Séminaire 2021-22: Psychanalyse et décolonisation en Inde (1921-1947)

Livio Boni

Introduction à Girindrasekhar Bose (1886-1953) : le premier psychanalyste post-colonial ?



En nous appuyant sur la contribution récente, et à certains égards résolutive,  de l'indianiste Alf Hiltebeitel (Freud's India : Sigmund Freud and India's first psychoanalyst Girindrasekhar Bose, Oxford University Press, 2018), mais aussi sur les travaux, plus anciens, de l'historienne Christiane Hartnack, du psychologue et sociologue Ashis Nandy, et du psychanalyste Sudhir Kakar, ce séminaire vise à fournir une introduction à l’oeuvre du premier psychanalyste non-occidental : Girindrasekhar Bose. Fondateur de la Société Psychanalytique indienne (à Calcutta, en 1922), correspondant de Freud et auteur d'une synthèse originale entre la métapsychologie freudienne et l'advaita Vedanta, courant philosophique de la « dualité non-dualiste », autour de la notion de « opposite wish », Bose représente une figure à part dans l'histoire de la psychanalyse. 

Loin de proposer un simple syncrétisme entre freudisme et métaphysique indienne, Bose s'efforce en effet de situer une réception précoce et rigoureuse de la psychanalyse, à la fin de l'époque coloniale, à l'intérieur des coordonnées de la pensée indienne, dont le tropisme psychologique lui semble particulièrement apte à faire une place à la découverte freudienne. 

Revenir sur son trajet de penseur, de clinicien et d'infatigable organisateur institutionnel nous semble particulièrement utile pour envisager, aujourd'hui, la question de savoir qu'est-ce que pourrait bien être qu'une psychanalyse post-coloniale.

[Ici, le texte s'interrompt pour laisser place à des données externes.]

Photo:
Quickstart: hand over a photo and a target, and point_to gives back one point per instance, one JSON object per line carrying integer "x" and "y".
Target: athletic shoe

Non pas tellement au sens d'une psychanalyse qui thématise explicitement la question du colonial, mais d'une attitude intellectuelle et subjective qui sache repérer les points d'articulation possibles de l’événement freudien à l'intérieur d'un contexte culturel et politique tout à fait hétérogène par rapport à celui de son surgissement, évitant deux écueils majeurs ; celui d'un occidentalisme outrancier, au nom de la psychanalyse ; tout comme celui d'une simple domestication de la rupture freudienne à l'intérieur d'une sagesse traditionnelle qui l'absorberait sans restes.

 

Maison de la recherche de l'INALCO, 2 rue de Lille, 75007 Paris


mercredi 13 octobre (salle L0.01, 18h-20h)

mercredi 17 novembre (salle L0.01, 18h-20h)

mercredi 8 décembre (salle L0.01, 18h-20h)

mercredi 15 décembre (salon Borel, 18h-20h) Séance en présence de Charles Malamoud qui interviendra sur le thème : « Féminité de la Parole ? Remarques sur l'Inde ancienne ».